Genome Sequence Mapping
In the first step individual probes (oligonucleotides) are mapped to the genome sequence. The Ensembl analysis and annotation pipeline uses the exonerate sequence comparison and alignment tool (Slater et al., 2005) and tolerates only 1 bp mismatch between the probe and the genome sequence assembly. Probes that hit to 100 or more locations (e.g. suspected Alu repeats) are discarded and not stored in the database. Ensembl 'ContigView' displays individual probes that match to the current assembly.

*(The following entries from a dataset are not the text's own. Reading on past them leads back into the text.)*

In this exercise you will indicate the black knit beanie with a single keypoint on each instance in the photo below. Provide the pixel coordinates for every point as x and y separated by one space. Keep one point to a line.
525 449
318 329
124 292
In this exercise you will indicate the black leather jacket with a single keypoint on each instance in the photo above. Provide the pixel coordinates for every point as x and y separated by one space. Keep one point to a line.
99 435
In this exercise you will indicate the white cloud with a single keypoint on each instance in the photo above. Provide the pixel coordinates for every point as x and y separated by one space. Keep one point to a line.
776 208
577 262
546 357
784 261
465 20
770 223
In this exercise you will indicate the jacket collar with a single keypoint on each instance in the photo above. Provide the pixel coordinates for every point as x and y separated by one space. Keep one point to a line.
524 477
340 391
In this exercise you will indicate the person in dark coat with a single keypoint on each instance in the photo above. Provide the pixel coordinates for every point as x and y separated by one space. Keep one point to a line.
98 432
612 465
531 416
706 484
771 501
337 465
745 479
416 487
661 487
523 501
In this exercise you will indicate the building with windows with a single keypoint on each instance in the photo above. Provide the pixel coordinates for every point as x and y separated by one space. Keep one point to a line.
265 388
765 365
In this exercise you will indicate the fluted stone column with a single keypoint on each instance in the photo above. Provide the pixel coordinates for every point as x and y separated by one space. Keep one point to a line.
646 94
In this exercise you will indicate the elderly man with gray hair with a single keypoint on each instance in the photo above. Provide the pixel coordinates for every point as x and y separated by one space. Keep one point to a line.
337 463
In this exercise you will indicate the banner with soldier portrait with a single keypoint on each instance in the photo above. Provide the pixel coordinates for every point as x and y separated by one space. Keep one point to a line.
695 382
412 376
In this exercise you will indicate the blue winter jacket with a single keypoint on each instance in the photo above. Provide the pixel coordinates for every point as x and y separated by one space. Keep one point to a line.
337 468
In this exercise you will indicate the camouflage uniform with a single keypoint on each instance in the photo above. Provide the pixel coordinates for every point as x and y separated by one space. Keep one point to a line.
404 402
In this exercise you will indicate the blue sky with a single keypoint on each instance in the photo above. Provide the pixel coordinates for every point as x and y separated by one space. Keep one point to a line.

Ensembl Transcript Mapping
In the second step, we aim to associate microarray probe sets with Ensembl transcript predictions (ENST...). Individual probes are grouped into probe sets and generally it is required that more than 50% of the probes in a probe set hit a given transcript sequence. Probe set sizes are determined dynamically on a per probe set basis, rather than taking the documented array wide value. Transcript sequences are defined by the cDNA sequence including UTRs, where annotated UTRs are absent a default UTR length is used. Defaults are calculated for both five and three prime UTRs as the highest of either the mean or the median of all UTRs for a given species. Probes mapping across exon boundaries are not currently captured as the transcript annotations are based on the genomic mappings from step one. Microarray probe sets matching to a transcript can be seen in the 'Similarity Matches' section of 'GeneView' or 'TransView'pages.